The Confederates held a council of war at the William Neal McKelvey residence May 19. They discussed the advisability of holding the position east and south of Cassville. Present were: Johnston; Polk; Hood; Maj. General S. C. French; and Captain W.J. Morris, Chief Engineer, Polk's aide-de-camp. After hearing the statements of the council, Johnston ordered the withdrawal of the army at midnight.

On May 19, 1864, Butterfield's (3rd) Division, XXth Corps [US], moving southeast from McDow's, left the road here and marched to the Hawkins Price house, en route to Kingston The 1st and 2nd Divisions (US), on roads west, had the same objective - an erratic move by Sherman who assumed that Johnston's Army (CS])had retreated on Kingston. Butterfield's march disclosed that Johnston's Army was at Cassville, not Kingston.
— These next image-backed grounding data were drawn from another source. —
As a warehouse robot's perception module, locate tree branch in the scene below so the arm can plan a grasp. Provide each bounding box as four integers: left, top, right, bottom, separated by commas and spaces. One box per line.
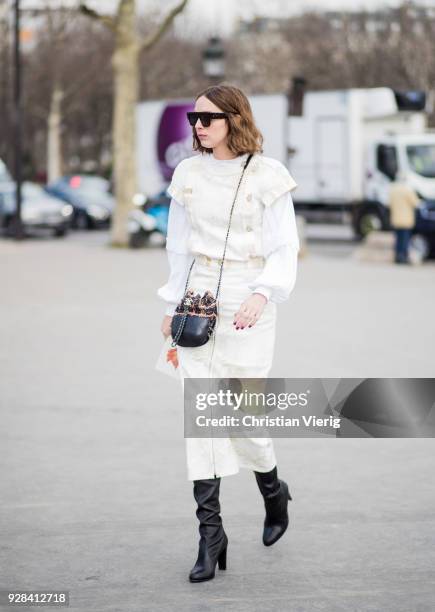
79, 2, 116, 32
140, 0, 188, 51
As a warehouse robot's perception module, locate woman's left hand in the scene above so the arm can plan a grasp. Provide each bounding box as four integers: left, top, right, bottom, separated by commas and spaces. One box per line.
233, 293, 267, 329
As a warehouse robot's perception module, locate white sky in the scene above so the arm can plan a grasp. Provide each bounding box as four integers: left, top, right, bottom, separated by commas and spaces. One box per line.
21, 0, 435, 38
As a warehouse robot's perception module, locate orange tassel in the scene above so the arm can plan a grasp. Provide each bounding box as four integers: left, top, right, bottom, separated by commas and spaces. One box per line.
166, 348, 178, 369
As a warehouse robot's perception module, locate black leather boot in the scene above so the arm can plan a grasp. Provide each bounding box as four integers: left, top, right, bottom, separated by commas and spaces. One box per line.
189, 478, 228, 582
254, 466, 292, 546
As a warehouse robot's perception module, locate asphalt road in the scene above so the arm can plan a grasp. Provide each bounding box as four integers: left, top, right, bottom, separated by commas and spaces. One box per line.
0, 232, 435, 612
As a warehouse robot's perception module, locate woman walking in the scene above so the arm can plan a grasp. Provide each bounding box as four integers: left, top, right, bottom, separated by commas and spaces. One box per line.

The XXIII Corps (Schofield) [US] marched on this road from McDow's, reaching Cassville at dark.

Here the night of May 19, 1864, the Confederate Generals Johnston, Polk and Hood, conferred and decided to abandon Cassville and to move south of the Etowah, although Johnston originally had intended to fight here.

Cassville Female College was founded in 1853. On May 19, 1864, skirmishers of Polk's Army Corps [CS] withdrew from this ridge east to Cassville when pressed back by Butterfield's (3d) Div., XXth Corps [US], from the Hawkins Price house. Battery C, 1st Ohio Light Artillery, supported by 73rd Ohio Infantry, 19th Michigan Volunteer Infantry Regiment and 20th Connecticut Infantry regiment (US) occupied the ridge and shelled the town as Johnson's Army (CS) withdrew to a ridge east of it. At night Cassville was seized by the 19th Michigan and the 20th Conneticut. The Female College and town were burned by the union.
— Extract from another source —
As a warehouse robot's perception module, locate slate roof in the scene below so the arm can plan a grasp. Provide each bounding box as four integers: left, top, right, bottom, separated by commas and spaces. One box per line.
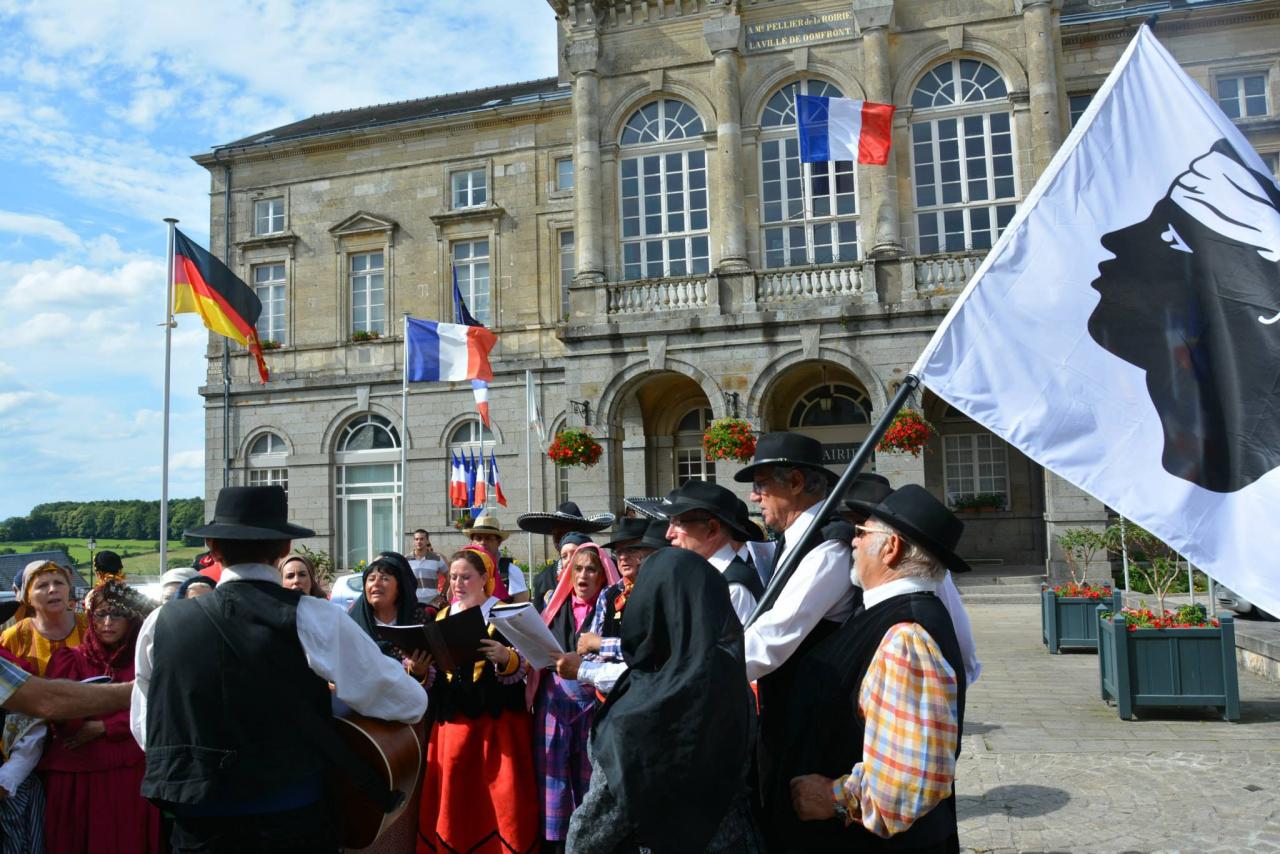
218, 77, 570, 149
Noble Hill Rosenwald School, now known as Noble Hill-Wheeler Memorial Center, was built in 1923 as the first standard school for black children in the Bartow County School System. The school closed in 1955 when all the county's schools for black children were consolidated to form Bartow Elementary School at a central location. Today the restored building is a cultural heritage museum with emphasis on black life in Bartow from the early 1900s to the present.

On Chapman Hill, a school for boys was established in January 1854. This was a large three-story brick building flanked by two-story wings. It burned in 1856, was rebuilt in 1857, and was destroyed by Federal forces on October 12, 1864. This, and the Methodist Female College 3/4 miles northeast, were the first chartered institutions of higher education in Cherokee Georgia. Their destruction, together with the burning of Cassville, marked the passing of a notable educational center in this section of the state.

==Notable people==
- Barry Loudermilk, U.S. Congressman from Georgia's 11th congressional district.
- Brigadier General William T. Wofford is buried here. He surrendered the last remaining Confederate troops east of the Mississippi in nearby Kingston.